NAOOAは、ヴェロニカ・フーズによる「ウルトラ・プレミアム」のマークおよびシールの使用について、「同社とその小売業者がヴェロニカ・フーズのオリーブオイルを販売するために独占的に使用する、自社で作り出した呼称である」と申し立てた。したがって、「UP」という呼称の使用自体が虚偽かつ誤解を招くものであり、消費者にそのオリーブオイルが第三者によって認証、後援、または承認されたと信じ込ませるものである。

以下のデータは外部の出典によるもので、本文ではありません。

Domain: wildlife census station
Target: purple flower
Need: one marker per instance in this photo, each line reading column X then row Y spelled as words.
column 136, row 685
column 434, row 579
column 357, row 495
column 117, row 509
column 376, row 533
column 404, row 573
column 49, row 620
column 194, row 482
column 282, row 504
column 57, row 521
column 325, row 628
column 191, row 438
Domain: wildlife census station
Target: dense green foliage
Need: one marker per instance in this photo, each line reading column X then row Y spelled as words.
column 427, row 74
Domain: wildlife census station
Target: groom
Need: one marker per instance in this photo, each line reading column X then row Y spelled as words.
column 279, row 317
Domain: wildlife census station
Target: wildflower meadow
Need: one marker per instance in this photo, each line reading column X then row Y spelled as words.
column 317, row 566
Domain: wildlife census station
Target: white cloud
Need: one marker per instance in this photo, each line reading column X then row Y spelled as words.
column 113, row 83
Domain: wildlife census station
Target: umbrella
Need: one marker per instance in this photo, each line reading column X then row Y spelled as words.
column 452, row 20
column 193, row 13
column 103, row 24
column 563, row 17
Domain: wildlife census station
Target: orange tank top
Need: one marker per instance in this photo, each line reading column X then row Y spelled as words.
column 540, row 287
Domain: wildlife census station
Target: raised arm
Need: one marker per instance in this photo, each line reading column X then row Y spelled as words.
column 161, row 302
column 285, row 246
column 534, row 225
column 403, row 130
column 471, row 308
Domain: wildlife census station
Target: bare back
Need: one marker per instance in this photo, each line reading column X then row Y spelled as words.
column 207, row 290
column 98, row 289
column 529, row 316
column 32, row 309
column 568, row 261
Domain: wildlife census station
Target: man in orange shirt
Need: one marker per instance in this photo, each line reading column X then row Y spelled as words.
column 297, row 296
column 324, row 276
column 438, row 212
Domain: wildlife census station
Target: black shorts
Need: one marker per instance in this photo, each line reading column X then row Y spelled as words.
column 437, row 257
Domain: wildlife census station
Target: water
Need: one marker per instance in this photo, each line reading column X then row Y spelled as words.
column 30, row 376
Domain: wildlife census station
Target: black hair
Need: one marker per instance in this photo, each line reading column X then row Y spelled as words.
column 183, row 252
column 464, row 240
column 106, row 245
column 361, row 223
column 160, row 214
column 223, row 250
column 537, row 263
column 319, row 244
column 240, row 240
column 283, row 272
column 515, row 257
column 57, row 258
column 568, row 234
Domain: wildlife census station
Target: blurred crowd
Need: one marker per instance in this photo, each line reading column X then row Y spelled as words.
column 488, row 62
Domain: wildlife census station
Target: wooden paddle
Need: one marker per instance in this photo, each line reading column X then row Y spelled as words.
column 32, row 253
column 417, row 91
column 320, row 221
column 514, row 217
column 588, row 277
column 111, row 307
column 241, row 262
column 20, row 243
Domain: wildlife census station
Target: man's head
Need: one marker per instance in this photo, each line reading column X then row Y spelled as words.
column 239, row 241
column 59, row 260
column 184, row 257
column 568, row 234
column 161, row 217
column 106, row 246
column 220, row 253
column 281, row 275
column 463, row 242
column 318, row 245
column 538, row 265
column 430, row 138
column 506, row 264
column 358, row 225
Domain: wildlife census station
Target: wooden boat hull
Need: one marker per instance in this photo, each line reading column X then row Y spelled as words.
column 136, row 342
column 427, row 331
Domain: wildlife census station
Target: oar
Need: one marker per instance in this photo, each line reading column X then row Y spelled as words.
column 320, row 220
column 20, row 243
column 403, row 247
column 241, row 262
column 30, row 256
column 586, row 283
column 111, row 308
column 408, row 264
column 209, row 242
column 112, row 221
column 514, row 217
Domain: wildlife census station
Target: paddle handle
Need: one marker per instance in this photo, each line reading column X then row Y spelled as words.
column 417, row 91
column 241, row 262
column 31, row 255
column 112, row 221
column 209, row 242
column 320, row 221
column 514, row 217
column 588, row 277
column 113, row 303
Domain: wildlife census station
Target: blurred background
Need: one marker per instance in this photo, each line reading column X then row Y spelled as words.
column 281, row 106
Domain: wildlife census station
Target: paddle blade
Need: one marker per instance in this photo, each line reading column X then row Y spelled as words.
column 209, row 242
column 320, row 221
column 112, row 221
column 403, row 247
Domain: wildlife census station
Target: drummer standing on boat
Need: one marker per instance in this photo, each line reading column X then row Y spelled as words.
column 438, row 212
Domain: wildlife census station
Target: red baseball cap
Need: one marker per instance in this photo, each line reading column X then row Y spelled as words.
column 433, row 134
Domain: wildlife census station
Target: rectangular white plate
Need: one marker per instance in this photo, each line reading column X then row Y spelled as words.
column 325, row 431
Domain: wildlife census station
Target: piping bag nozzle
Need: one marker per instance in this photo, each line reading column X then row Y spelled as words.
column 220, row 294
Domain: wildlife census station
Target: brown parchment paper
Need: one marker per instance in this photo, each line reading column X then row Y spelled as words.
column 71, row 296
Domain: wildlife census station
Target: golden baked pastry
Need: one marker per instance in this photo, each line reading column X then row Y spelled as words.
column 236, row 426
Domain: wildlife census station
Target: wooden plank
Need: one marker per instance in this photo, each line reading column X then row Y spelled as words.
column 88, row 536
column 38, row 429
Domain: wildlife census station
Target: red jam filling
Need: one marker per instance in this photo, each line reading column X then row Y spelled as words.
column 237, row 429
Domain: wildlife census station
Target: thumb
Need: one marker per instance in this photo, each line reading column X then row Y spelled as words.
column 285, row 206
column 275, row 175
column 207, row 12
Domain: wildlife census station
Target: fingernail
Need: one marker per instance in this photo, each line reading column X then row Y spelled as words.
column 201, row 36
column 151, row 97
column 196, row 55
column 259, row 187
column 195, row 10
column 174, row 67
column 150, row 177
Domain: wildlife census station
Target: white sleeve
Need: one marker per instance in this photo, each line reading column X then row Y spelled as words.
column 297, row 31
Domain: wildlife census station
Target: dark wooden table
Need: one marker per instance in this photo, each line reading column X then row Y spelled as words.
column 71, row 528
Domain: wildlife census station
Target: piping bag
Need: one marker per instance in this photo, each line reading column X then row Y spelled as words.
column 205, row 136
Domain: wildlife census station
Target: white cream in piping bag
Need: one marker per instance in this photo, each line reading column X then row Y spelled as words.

NAOOAはまた、ベロニカ社から供給を受けている小売業者のウェブサイト上の主張についても問題視した。「被告であるD’Avolio社(VFCのオリーブオイル小売業者)は、NAOOA会員のブランドが主に販売されているスーパーマーケットで販売されているブランドを特に標的にしている。 (VFCから購入した)自社のUP認証オリーブオイルを宣伝するにあたり、ダヴォリオは、ある業界報告書の調査結果を歪曲し、スーパーマーケットで販売されている様々なブランドには健康上の利点がないかのように消費者に示唆している。」
ベロニカ・フーズはコメント要請に対し即座には回答しなかったが、以前次のように述べていた。「当社は、オリーブオイルおよび関連製品に関して行ったすべての発言の真実性と正確性を支持する。」
「当社は、入手可能な最高品質の製品を消費者に提供することに尽力しており、最先端の科学的研究と独立した検査機関による試験結果に基づいています」と同社は、昨年12月の訴訟を受けて『Olive Oil Times』宛てのメールで記した。「当社の情報源には、カリフォルニア大学デービス校(U.C. Davis)の公表された研究、世界有数のオリーブオイル検査会社であるModern Olives Laboratoryによる試験・研究、そしてクリスチャン・ガーツ氏やトーマス・ミューラー氏といった第一線の専門家たちの知見が含まれています。」
「NAOOAは、国内および国際的な大手オリーブオイル販売業者の一部を代表する業界団体です。NAOOAがベロニカ・フーズに対して本訴訟を提起したのは、オリーブオイルの品質向上と表示の正確性を高める当社の取り組みを妨害しようとする試みであると私たちは考えています」と、ベロニカ・フーズは書面での回答で述べた。
今年初め、ジョージア州の裁判所は、NAOOAが
テレビパーソナリティのメフメット・オズ博士を相手取って提起した別の訴訟を
却下した。この訴訟は、NAOOAが「虚偽の攻撃」と呼ぶ、輸入オリーブオイルを名指しで批判した行為や、米国のスーパーマーケットで販売されているエクストラバージンオリーブオイルの80%が「本物ではない」と番組内で主張したことに対して異議を唱えるものであった。